I'm trying to delete this pass and don't want to add more stuff to it. If it's just for kernels can't you check for AGPR physreg uses later?

There two ways of getting AGPRs: use an MFMA and inline asm. For MFMA if we fit into register budget of 256 registers we can select _vgprcd versions and have no AGPRs, but that is not possible to do if there will be other AGPR uses.
This is too late to check for AGPR uses after selection, because it is needed for the selection.

I guess I can run this code in the AMDGPUDAGToDAGISel::runOnMachineFunction or even SIMachineFunctionInfo constructor and skip the attribution.

In D117057#3235626, @rampitec wrote:

I guess I can run this code in the AMDGPUDAGToDAGISel::runOnMachineFunction or even SIMachineFunctionInfo constructor and skip the attribution.

The downside is that I have to scan all instructions for that, and AMDGPUAnnotateKernelFeatures already does that.
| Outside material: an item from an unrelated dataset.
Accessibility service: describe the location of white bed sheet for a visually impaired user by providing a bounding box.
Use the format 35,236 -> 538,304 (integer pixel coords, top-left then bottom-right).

Where are you planning to move its code?

Harbormaster completed remote builds in B142749: Diff 399084.Jan 11 2022, 3:18 PM

rampitec abandoned this revision.Jan 11 2022, 4:37 PM

In D117057#3235661, @rampitec wrote:

In D117057#3235626, @rampitec wrote:

I guess I can run this code in the AMDGPUDAGToDAGISel::runOnMachineFunction or even SIMachineFunctionInfo constructor and skip the attribution.

The downside is that I have to scan all instructions for that, and AMDGPUAnnotateKernelFeatures already does that. Where are you planning to move its code?

AMDGPUAttributor. If this were to be an attribute, which is pretty ugly, it should be the inverse. Why can't you just select to AGPRs, and later we can adjust the register classes if necessary?

In D117057#3236020, @arsenm wrote:

In D117057#3235661, @rampitec wrote:

In D117057#3235626, @rampitec wrote:

I guess I can run this code in the AMDGPUDAGToDAGISel::runOnMachineFunction or even SIMachineFunctionInfo constructor and skip the attribution.

The downside is that I have to scan all instructions for that, and AMDGPUAnnotateKernelFeatures already does that. Where are you planning to move its code?

AMDGPUAttributor. If this were to be an attribute, which is pretty ugly, it should be the inverse. Why can't you just select to AGPRs, and later we can adjust the register classes if necessary?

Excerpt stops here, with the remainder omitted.